In 1905 there were just 26 Jewish households in Portsmouth, living and working in a population of 14,000. Yet for 30 days the eyes of the world, especially the Jewish world, were upon the seacoast city. Temple Israel itself was founded as a congregation shortly after the negotiations between Russia and Japan had produced the Portsmouth Peace Treaty.
Although the first Jewish family in the area arrived in New Castle from Palestine in 1693, the great wave of Russian Jewish immigration came in 1880-1914, when 3.2 million Russians (90 percent Jewish) arrived in the US. At the time Jews were outcasts in Russia – literally confined to an area of Poland and the Ukraine called “The Pale” – and deprived of most rights – they could not own land, they could not hold government or professional jobs, and only 10 percent were allowed to attend school.
When Bernard Michaelson told Korostovetz that “his family were all educated” it was the contrast to what he had known at home that made this fact so important. Michaelson also said, “A man with five cents in his pocket in this country is better off than a millionaire in Russia.” When Korostovetz asked Nathan Raymond from Max Goodman’s store on Market Street, “You are both American citizens?” and Mr.
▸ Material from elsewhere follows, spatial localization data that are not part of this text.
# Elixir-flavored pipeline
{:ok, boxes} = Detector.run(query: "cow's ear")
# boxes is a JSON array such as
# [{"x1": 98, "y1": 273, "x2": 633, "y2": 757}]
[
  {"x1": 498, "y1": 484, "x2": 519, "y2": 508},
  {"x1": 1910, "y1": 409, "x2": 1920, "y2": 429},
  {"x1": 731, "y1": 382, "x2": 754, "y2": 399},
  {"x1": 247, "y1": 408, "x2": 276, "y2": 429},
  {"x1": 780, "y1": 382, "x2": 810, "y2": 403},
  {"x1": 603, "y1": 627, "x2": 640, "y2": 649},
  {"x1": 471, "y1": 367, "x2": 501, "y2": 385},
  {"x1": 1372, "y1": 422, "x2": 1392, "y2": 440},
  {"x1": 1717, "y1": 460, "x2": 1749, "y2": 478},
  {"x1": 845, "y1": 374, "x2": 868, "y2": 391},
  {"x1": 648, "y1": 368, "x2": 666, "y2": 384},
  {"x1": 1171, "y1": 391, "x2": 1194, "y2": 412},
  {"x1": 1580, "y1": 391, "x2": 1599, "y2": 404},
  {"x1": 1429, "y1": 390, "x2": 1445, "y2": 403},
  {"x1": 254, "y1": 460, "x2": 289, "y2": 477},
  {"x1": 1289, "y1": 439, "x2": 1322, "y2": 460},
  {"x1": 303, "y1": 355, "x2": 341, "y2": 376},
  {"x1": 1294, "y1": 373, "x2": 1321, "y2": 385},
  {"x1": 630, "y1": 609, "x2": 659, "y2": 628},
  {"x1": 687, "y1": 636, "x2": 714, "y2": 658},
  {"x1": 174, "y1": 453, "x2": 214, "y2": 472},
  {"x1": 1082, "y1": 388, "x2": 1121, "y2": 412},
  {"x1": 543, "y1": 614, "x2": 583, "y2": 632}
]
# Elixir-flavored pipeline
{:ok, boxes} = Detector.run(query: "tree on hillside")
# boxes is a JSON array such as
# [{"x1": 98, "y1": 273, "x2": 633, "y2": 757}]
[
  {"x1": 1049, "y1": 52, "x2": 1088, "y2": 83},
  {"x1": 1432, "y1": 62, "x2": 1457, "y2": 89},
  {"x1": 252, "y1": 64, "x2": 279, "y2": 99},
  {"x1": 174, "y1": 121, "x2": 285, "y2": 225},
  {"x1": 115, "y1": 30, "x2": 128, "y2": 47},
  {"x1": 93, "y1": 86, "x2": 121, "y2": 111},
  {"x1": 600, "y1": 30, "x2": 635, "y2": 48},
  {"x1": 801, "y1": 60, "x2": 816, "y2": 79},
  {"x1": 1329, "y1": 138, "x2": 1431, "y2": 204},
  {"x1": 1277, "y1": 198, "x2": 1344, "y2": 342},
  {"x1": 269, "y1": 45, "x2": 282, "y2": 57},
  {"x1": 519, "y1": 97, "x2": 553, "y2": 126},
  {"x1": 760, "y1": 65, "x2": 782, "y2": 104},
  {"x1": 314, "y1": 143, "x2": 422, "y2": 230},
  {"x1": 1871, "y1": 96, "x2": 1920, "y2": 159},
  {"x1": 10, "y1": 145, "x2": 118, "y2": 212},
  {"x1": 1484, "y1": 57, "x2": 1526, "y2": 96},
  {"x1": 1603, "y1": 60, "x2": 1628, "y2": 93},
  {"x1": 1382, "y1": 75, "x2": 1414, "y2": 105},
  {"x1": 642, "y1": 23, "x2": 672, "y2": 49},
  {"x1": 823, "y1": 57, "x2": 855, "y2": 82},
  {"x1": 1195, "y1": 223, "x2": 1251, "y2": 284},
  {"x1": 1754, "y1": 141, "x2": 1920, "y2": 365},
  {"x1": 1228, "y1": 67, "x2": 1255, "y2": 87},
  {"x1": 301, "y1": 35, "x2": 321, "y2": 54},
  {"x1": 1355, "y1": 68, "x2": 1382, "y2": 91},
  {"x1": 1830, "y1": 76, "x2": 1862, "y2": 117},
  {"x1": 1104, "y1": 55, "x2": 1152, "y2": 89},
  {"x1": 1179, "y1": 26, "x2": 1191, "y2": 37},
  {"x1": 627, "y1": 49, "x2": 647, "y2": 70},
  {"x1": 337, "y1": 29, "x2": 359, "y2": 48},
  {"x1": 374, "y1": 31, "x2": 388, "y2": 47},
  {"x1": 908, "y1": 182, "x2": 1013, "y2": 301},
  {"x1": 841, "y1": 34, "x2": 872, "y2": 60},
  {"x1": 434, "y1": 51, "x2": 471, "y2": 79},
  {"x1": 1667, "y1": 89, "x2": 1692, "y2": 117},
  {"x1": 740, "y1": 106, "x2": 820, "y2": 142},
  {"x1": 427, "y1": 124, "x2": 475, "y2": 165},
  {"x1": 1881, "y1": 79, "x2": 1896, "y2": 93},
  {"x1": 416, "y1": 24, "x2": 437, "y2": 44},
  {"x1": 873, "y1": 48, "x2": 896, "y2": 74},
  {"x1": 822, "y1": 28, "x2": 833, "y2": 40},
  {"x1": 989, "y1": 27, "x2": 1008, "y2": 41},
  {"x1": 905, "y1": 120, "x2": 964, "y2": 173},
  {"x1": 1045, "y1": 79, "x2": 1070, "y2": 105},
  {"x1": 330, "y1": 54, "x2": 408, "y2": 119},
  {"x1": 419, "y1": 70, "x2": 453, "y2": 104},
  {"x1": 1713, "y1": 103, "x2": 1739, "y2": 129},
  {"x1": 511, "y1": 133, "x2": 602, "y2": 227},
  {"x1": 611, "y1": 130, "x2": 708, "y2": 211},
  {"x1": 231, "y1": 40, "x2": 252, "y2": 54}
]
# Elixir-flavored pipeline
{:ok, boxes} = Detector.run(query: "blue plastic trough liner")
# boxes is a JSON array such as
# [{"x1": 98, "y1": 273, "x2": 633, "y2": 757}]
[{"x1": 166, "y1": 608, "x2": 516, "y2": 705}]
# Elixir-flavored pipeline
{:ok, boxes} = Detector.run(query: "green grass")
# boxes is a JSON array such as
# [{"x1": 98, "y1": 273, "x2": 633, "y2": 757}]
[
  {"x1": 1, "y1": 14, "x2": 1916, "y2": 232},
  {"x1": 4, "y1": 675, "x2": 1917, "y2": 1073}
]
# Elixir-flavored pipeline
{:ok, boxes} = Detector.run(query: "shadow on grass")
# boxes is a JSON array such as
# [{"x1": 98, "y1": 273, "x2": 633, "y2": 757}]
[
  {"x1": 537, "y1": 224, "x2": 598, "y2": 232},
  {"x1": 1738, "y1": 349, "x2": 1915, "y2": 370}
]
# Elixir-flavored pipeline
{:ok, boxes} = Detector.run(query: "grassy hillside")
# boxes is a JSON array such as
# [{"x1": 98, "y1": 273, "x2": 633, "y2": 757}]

Raymond and Louis Slosburg replied “Yes, we are voters and honor the flag of America,” one might read something extra in Korostovetz’ reply, “You could do nothing better and I am pleased that you can say so.”
Temple Israel’s historical documents at the Portsmouth Athenaeum list these families living in Portsmouth in 1905, the year the Temple was organized: Mayer Alkon, Harry Cohen, Philip Cohen, Abram Dreller, John Dreller, Lois Gerber, Max Gilman, Max Goodman, Moses Goodman, Jacob Gouse, Julius Gouse, Abraham Halprin, Sam Katz, David Levi, Nathan Levine, Joseph Polimer, Samuel Polimer, Morris Port, Nathan Raymond, Reverend Jacob Segal, Samuel Shapiro, Meyer Siegel, Harry Sussman (whose business was the Dye House of Bernard Michaelson) Bell Sussman, Louis Slosburg. Wolf Weinstein, Samuel Yoffee, Harry Zeidman and Julius Zeidman.
The Russian diplomats also received two important delegations arguing for an end to the pogroms and other persecutions Jews were then suffering in Russia: international banker Jacob Schiff on August 19 and representatives from the Lawrence MA Jewish community on August 21. Jacob Schiff was the head of the international banking concern Kuhn, Loeb & Co. in New York. To protest the pogroms and other outrages the Russian government was wielding against Russian Jews, he had convinced fellow American bankers not to fund Russian war bonds. He had been less successful in Europe where the Rothschilds, for example, feared that such actions would make it harder on their Jewish countrymen at home. With Schiff at Wentworth were Oscar Strauss (whom TR later made Secretary of Commerce – the first Jewish Cabinet member), the industrialist Adolph Lewisohn, Adolph Kraus of Chicago (later president of the executive committee of the national B’nai B’rith) and Isaac Seligman of J&W Seligman & Co. an international banker with offices in New York and London.